Okay Wizdy, I was wrong. Here is the actual rule... If the referee thinks a position of stalemate exists, or is being approached, he shall offer the players the immediate option of re-starting the frame. If any player objects, the referee shall allow play to continue with the proviso that the situation must change within a stated period, usually after three more strokes to each side but at the referee's discretion. If the situation remains basically unchanged after the stated period has expired, the referee shall nullify all scores and re-set all balls as for the start of a frame and (a) the same player shall again make the opening stroke, (b) the same order of play shall be maintained. So the answer is that a re-rack option is in the rules. Being referee decided makes it hard because there is no ref. Given that the problem of tapping mostly occurs with players who make it their style to be boring, the best option is to avoid these players once you know who they are.
there isnt actualy a rule about after 3 shots the next player must play away from that area. Players in real life sometimes tap and tap and tap, and the result is a re-rack if both players agree. It can only be done if there are more than 10 reds on the table or sumthin like that. but i do agree with u, it takes 2 to tango. altho it can be annoying if 1 player insists on tapping, coz if u play away its more likely than not that ur gonna leave him a pot. Lots of pinks + blacks do it all the time & they think they r awesome players coz they can get lots of breaks. point is if the other person didnt play away that game would last forever. Players like that take the game WAAAAAY too seriously. its supposed to be just a bit of fun....tapping aint fun
In 8 ball rules if a person fouls, and the result is that their opponent cannot play a shot without fouling then they have the option to re-rack.
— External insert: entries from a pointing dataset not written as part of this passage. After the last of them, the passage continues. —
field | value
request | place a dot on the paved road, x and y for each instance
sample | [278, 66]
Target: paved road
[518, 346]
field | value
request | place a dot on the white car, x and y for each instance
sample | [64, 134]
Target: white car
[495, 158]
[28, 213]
IF the situation happens and the opponent only has the 8 ball on the table then they win automatically. Those rules of course arent practical here, but it would be nice.
In real snooker there is a rule which prevents this. I can't remember the exact wording, but I think that after 3 shots each the next player has to play away from that area. Unfortunately it's a referee decided thing, so it's difficult to implement here. It's easy to play away in these situations, and there are always other shots available. It would take two people to cause the "tapping" problem, and I'd rather lose than bring a razor with me to the computer. There's no money to be lost or pain to be had in losing, it's just a computer game.